Если считать двойной парадокс наивысшей формой юмора, трудно найти сцену, где он использовался бы искуснее, чем в первой сцене цикла. Вождь племени, тот, кто по определению не может возглавлять военный поход, приглашает людей на пир связки воина, и хотя всем известно, что он не может вступать на тропу войны, все являются на пир, ведь вождю нужно подчиняться. Вождь уходит прямо посреди церемонии, и через некоторое время гости обнаруживают его совокупляющимся с женщиной, то есть нарушающим строжайшее табу для человека, который собирается встать во главе военного отряда. В конце концов он выступает в поход, но вскоре уничтожает связку воина — самое священное, что есть у виннебаго.
Ни в одном из известных североамериканских мифов о Трикстере мы не находим сцены, подобной этой. Для чего она служит? Чтобы показать, насколько зол Вакджункага? Но виннебаго никогда не изображают его злым. Или нужно рассматривать этот эпизод как входящий в более древнюю версию цикла, в которой он изображается как нарушитель табу, уничтожающий святая святых?

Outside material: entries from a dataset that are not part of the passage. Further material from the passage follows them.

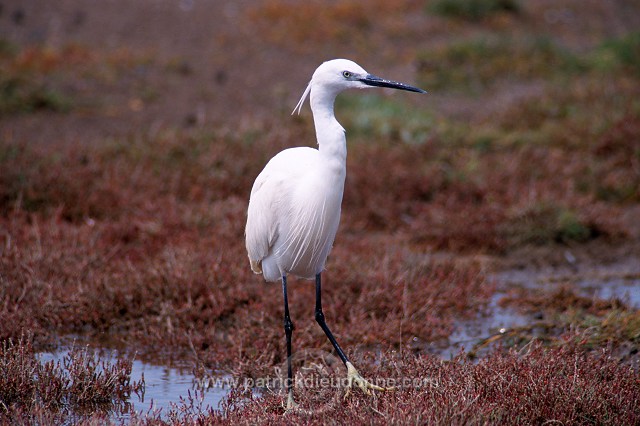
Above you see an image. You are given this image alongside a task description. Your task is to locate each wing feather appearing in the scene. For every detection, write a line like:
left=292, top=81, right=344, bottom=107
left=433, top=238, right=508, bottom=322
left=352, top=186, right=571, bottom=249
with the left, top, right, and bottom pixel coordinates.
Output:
left=245, top=147, right=320, bottom=278
left=245, top=146, right=343, bottom=281
left=245, top=169, right=279, bottom=272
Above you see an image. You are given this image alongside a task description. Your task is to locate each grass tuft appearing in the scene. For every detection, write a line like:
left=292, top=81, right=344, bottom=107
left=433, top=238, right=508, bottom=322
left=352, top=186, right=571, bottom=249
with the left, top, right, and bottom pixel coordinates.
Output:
left=594, top=32, right=640, bottom=74
left=504, top=203, right=596, bottom=245
left=429, top=0, right=519, bottom=21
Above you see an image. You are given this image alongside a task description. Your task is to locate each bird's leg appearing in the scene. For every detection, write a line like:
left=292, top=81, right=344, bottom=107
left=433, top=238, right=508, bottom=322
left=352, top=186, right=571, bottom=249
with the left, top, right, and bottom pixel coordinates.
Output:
left=314, top=273, right=387, bottom=398
left=282, top=275, right=297, bottom=410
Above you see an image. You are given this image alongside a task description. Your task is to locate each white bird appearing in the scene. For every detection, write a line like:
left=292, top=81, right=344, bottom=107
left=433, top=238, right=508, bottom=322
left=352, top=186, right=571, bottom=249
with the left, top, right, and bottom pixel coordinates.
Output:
left=245, top=58, right=426, bottom=409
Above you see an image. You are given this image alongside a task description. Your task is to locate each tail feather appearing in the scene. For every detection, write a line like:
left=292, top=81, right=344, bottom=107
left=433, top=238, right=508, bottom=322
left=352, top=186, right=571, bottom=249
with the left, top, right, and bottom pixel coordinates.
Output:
left=250, top=258, right=262, bottom=275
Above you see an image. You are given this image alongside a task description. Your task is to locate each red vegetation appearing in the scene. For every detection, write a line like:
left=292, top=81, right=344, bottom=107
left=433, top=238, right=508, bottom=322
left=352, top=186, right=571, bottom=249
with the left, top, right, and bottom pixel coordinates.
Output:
left=197, top=339, right=640, bottom=425
left=1, top=0, right=639, bottom=423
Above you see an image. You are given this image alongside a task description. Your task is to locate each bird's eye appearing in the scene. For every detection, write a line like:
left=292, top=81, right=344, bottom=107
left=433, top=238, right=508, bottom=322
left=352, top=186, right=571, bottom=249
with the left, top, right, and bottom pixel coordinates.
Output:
left=342, top=71, right=352, bottom=79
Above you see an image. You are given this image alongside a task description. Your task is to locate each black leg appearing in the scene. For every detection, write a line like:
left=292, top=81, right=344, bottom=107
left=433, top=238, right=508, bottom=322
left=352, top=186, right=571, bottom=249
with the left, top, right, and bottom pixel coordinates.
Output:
left=282, top=275, right=295, bottom=403
left=314, top=273, right=387, bottom=397
left=314, top=273, right=350, bottom=365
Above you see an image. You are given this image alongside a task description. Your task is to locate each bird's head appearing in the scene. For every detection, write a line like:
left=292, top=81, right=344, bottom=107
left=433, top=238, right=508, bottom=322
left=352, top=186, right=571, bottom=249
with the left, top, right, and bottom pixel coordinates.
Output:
left=293, top=59, right=426, bottom=115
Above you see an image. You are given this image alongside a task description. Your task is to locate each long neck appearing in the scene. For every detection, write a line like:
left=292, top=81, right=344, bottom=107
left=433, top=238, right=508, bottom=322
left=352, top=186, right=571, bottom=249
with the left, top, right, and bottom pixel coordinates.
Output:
left=310, top=86, right=347, bottom=166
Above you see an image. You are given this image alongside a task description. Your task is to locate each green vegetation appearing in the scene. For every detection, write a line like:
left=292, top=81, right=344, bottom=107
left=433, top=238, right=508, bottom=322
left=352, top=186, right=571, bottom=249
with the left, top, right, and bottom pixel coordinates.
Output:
left=0, top=39, right=73, bottom=113
left=417, top=36, right=586, bottom=92
left=417, top=32, right=640, bottom=95
left=594, top=31, right=640, bottom=74
left=0, top=77, right=71, bottom=114
left=336, top=93, right=435, bottom=144
left=429, top=0, right=519, bottom=20
left=505, top=203, right=595, bottom=245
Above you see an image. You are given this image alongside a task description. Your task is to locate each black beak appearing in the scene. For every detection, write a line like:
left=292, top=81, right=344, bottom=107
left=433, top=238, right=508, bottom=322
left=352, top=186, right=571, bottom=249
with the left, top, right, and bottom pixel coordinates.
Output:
left=359, top=74, right=427, bottom=94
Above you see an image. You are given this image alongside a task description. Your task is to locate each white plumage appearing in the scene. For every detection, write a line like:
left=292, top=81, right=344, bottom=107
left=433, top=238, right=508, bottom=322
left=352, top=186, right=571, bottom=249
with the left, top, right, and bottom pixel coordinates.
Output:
left=246, top=145, right=344, bottom=281
left=246, top=59, right=360, bottom=282
left=243, top=59, right=425, bottom=408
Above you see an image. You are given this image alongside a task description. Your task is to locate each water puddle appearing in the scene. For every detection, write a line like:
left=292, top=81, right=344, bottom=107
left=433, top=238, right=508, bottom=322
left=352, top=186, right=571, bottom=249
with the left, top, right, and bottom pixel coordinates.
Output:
left=572, top=275, right=640, bottom=308
left=37, top=346, right=230, bottom=422
left=437, top=262, right=640, bottom=359
left=433, top=291, right=531, bottom=359
left=494, top=264, right=640, bottom=309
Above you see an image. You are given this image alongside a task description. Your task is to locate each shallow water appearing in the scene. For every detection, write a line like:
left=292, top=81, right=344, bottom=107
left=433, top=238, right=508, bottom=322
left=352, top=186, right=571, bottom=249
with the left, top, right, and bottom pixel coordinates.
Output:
left=435, top=291, right=531, bottom=359
left=575, top=275, right=640, bottom=308
left=37, top=348, right=229, bottom=421
left=494, top=264, right=640, bottom=309
left=439, top=263, right=640, bottom=359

Для последнего предположения, по всей видимости, мало оснований. То, с чем мы здесь сталкиваемся, можно считать своего рода эквивалентом полурелигиозных средневековых представлений, участники которых чувствовали, что им не может быть нанесен вред, и не боялись обвинений в святотатстве или в высмеивании традиционного порядка. В конце концов, они всегда могут сослаться на то, что на самом деле речь идет не о ком-то другом, а о Вакджункаге и о делах далекого прошлого, которое никогда не повторится. Иными словами, перед нами — своего рода отдушина для выхода протеста, несогласия со многими, часто тягостными обязанностями, связанными с социальным порядком виннебаго, их религией и ритуалами. Первобытные люди мудро изобрели множество таких отдушин.
Следующий очевидный образец сатиры — эпизод 15, где Вакджункага восклицает: «Ага! Ага! Вожди развернули свое знамя! Люди, должно быть, устраивают великий пир!» Знамя, как мы знаем, не что иное, как восставший пенис Вакджункаги с развевающимся на его конце одеялом. Сатира здесь направлена на один из наиболее важных праздников виннебаго, который устраивается вождем племени раз в году. На этом празднике вождь поднимает символ своей власти — длинный изогнутый шест, украшенный перьями. Во время праздника он обязан произносить длинные речи, убеждая свой народ жить согласно идеалам общества виннебаго.
Немного более мягкой, но при этом все же легко распознаваемой является пародия на ритуальное соревнование в быстрой еде между кланами Птицы Грома и Медведя во время обряда связки воина (эпизод 36). Эта сатира имеет двойную подоплеку. В соответствии с мифом о происхождении клака Птицы Грома впервые состязание в беге состоялось между членом этого клана и членом клана Медведя. Цель состязания состояла в том, чтобы определить, представитель какого клана будет избран вождем племени. Возможно, сатира здесь направлена и на подсчет военных подвигов. Только приняв во внимание все это, мы можем понять смысл следующих отрывков:
«— Давай устроим состязание в беге. Победитель станет вождем. А тот, кто проиграет, будет подавать еду, — сказал Вакджункага норке. Целью был горшочек с едой. Победить должен был тот, кто первым прикоснется к еде».
Детальное объяснение того, почему в данном эпизоде, как и во многих других, критике постоянно подвергается именно вождь, увело бы нас слишком далеко. Достаточно сказать, что вождь был символом порядка, защитником мира, в его функции входило вмешательство в самые разные ситуации. Более того, в этой культуре, где престиж был прежде всего связан с войной, вождь не мог вступать на тропу войны.
Один из самых острых сатирических выпадов направлен против поста по достижении половой зрелости (эпизоды 33 и 34). Люди всегда были недовольны слишком строгими правилами соблюдения этого поста и его многочисленными ограничениями. Тем, кому это было особенно в тягость, думаю, очень по душе была сцена, где Вакджункага, с головой, безнадежно запертой внутри лосиного черепа, лежит под своим енотовым одеялом на берегу реки и при этом «выглядит довольно устрашающе», как с саркастическим святотатством отмечает миф. Блестящая пародия. Утром женщина идет за водой, натыкается на него и убегает. Он кричит ей вслед, чтобы она вернулась, и обращается к ней с речью. Он говорит: «Вернись, я благословлю тебя... Возьми топор и принеси сюда. Потом соверши все требуемые обычаем приношения, как тебе скажут родственники. Если ты ударишь меня топором по голове, ты сможешь использовать то, что найдешь внутри, в качестве снадобья, и получишь все, что только захочешь».